I don't use the iPhone because I don't like the control Apple exerts over it. Still, I recognize that the place smart phones are in today is due to the existence of the iPhone and without it those of us using smart phones would still be using Windows Mobile 6.5 bricks. So my relationship with Apple is both positive and negative. If we lose Steve Jobs, we will lose a driving force in the industry that will effect the quality of the electronics you buy; Apple or otherwise.
or else!
Actually it objectively has significantly higher user satisfaction ratings then any phone on the market. It objectively has a much healthier app ecosystem than any other mobile device on the market. It is support by a much better media ecosystem (to everyone but slashdot nerds who think torrenting movies and copying to an sd card is the way to go).
It is in fact an objectively better smart phone than any other device on the market.
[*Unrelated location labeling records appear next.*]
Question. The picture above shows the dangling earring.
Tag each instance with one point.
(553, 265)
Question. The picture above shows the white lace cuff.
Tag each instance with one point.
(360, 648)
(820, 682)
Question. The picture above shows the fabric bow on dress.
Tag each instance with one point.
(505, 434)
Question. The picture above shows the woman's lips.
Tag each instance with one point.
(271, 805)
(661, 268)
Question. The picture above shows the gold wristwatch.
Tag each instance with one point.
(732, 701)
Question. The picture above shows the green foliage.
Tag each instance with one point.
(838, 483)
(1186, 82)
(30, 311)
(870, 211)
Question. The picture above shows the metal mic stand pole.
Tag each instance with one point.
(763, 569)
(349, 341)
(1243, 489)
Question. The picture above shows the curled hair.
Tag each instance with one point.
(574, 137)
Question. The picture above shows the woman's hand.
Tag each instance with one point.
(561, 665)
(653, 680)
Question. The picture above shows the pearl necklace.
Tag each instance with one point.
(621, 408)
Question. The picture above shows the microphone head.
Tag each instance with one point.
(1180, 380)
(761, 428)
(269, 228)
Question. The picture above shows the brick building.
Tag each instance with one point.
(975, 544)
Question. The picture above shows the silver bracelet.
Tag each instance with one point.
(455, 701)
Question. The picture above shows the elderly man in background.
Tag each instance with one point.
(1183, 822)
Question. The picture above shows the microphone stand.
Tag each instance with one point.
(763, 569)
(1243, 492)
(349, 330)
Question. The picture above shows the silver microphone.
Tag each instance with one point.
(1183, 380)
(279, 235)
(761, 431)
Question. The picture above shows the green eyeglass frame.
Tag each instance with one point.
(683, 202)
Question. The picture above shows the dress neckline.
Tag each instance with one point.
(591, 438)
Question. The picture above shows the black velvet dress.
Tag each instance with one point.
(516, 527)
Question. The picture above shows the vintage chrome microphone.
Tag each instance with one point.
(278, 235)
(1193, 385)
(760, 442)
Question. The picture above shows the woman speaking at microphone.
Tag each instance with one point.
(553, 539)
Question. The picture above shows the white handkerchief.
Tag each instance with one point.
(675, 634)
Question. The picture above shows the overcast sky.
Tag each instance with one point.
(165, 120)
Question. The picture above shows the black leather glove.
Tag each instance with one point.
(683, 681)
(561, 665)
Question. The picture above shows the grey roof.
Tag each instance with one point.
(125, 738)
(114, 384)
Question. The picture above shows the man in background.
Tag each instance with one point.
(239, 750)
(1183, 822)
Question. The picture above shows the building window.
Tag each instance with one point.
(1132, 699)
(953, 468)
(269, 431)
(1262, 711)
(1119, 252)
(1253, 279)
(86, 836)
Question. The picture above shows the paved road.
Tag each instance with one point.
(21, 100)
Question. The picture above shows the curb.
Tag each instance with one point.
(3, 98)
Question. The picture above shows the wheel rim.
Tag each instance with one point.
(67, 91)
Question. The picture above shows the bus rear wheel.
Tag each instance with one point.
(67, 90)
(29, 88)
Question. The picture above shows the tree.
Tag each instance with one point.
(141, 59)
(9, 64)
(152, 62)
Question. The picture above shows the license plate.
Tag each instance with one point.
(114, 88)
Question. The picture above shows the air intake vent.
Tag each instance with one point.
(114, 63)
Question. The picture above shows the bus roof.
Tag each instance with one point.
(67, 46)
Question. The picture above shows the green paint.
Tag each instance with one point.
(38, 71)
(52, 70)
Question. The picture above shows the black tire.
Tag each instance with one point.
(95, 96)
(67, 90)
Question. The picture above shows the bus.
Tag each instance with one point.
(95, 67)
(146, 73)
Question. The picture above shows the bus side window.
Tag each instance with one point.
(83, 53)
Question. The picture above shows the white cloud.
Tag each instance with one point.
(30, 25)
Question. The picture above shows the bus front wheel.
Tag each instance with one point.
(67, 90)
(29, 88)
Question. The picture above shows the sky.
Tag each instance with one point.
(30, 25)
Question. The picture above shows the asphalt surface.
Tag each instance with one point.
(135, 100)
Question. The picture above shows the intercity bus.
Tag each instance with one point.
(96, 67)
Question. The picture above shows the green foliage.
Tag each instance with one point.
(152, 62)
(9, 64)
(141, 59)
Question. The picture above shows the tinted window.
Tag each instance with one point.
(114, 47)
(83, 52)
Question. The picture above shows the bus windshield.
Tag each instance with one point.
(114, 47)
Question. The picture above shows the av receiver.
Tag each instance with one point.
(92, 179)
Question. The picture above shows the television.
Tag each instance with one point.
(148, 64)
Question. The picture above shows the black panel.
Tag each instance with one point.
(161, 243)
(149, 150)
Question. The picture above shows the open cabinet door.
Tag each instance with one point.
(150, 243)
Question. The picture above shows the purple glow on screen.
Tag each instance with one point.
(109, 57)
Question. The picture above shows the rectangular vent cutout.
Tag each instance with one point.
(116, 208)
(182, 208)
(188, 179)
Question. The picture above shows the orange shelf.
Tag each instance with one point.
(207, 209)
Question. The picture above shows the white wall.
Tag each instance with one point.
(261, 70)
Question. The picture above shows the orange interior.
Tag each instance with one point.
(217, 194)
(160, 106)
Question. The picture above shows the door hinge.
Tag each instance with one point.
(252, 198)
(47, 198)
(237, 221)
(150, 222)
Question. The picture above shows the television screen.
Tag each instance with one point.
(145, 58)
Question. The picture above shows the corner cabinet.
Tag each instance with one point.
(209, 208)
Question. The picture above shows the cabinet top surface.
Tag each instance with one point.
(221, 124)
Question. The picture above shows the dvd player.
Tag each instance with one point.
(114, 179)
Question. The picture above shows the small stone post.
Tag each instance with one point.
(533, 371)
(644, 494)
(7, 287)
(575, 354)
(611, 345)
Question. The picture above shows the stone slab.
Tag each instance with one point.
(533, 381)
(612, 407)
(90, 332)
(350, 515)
Are there phones that may have this feature or that feature the iPhone does not have, sure..Are they better? No, not a single one of them provides a better User experience.
From a company standpoint, not a single competitors smartphone is even in the same Universe of straight up sales or profitability.
Objectively the iPhone still has no competition...Sure if you want to call 19 manufacturers giving away Android phones to build Marketshare competition go ahead. In the real world, everyone knows that is just a load of crap. If they had asked, Verizon would have dumped all of them just to be able to sell an iPhone..(This would obviously cause Apple some legal trouble, so they did not ask. ) If you think any carrier on earth would give up their iPhone sales to carry any or even all Android phones, you know very little about the Mobile market.
None of this is relevant to the conversation, you tried to sidetrack us with an ill-advised offhanded comment. For whatever reason, Apple does need Jobs. Could Tim Cook keep it moving in the right direction? Maybe. I for one do not believe he has the personality to stand up against brilliant engineers and tell them they can not clutter up the devices. Without Jobs Apple becomes Sony, and then no one gives a shit about any of their products.